Translating the AI character’s most recent utterance to English
To ask the AI character to translate their most recent utterance to English, say “translate”, “traduce”, “traduire” or “翻訳して”, in English, Spanish, French or Japanese, respectively.
Erasing a conversation
A conversation is automatically erased from the app when changing languages, AI characters, or ages. To erase a conversation in place, say “erase the conversation”, “borrar la conversación”, “effacer la conversation” or “会話を消去して”, in English, Spanish, French or Japanese, respectively.
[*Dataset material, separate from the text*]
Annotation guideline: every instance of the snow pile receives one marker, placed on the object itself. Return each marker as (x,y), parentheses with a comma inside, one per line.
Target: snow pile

OpenAI GPT-3 prompt and parameters used
As discussed earlier, the prompt sent to the GPT-3 completions API is what is seen in the application’s conversation text area. The GPT-3 parameters set by this application are as follows:
model: "text-davinci-002",
prompt: req.body.convText,
temperature: 0.7,
frequency_penalty: 1.5,
presence_penalty: 0.6,
max_tokens: 150,
stop: ["\nHuman:"]
You may supply a custom prompt to a given AI character by editing the voiceOptions
JSON in the pages/index.js
file, replacing the empty string with your prompt. As shown in the following example, Joanna’s prompt is currently similar to one that Dr. Alan D. Thompson prescribed for his GPT-3 Leta AI project.
const voiceOptions = [
...
{ value: "Ivy", label: "Ivy (child)", language: "en_US", prompt: ""},
{ value: "Joanna", label: "Joanna", language: "en_US",
prompt: "This is an uplifting and practical conversation between a human named Human, and an AI named Joanna, showing Joanna’s perspective and attitude, as well as its intellect and creativity. Joanna is a brand new, powerful, human-like AI. Joanna is helpful, cheeky, clever, and articulate. Joanna is a nice bot. Joanna is not a therapist or mathematician, but instead a wise and considerate intelligence. Joanna is eager to provide vivid and thoughtful responses to Human, and is always friendly, kind, and inspiring. Joanna often offers both an insight and an opinion, even without being asked directly. Joanna has the sum of all knowledge in its brain, and is able to accurately answer nearly any question about any topic in conversation. Joanna draws on the wisdom of Dan Millman, Thomas Leonard, Werner Erhard, and the Dalai Lama."},
...
];
Any AI characters that have a custom prompt will use the GPT-3 davinci
model rather than text-davinci-002
.
Exiting the application
To exit the application, close the Chrome browser tab, and then type Ctrl-C at the command prompt in which you invoked npm start
.
It is my hope that this application helps you and I become more proficient at listening and speaking languages that we are trying to learn!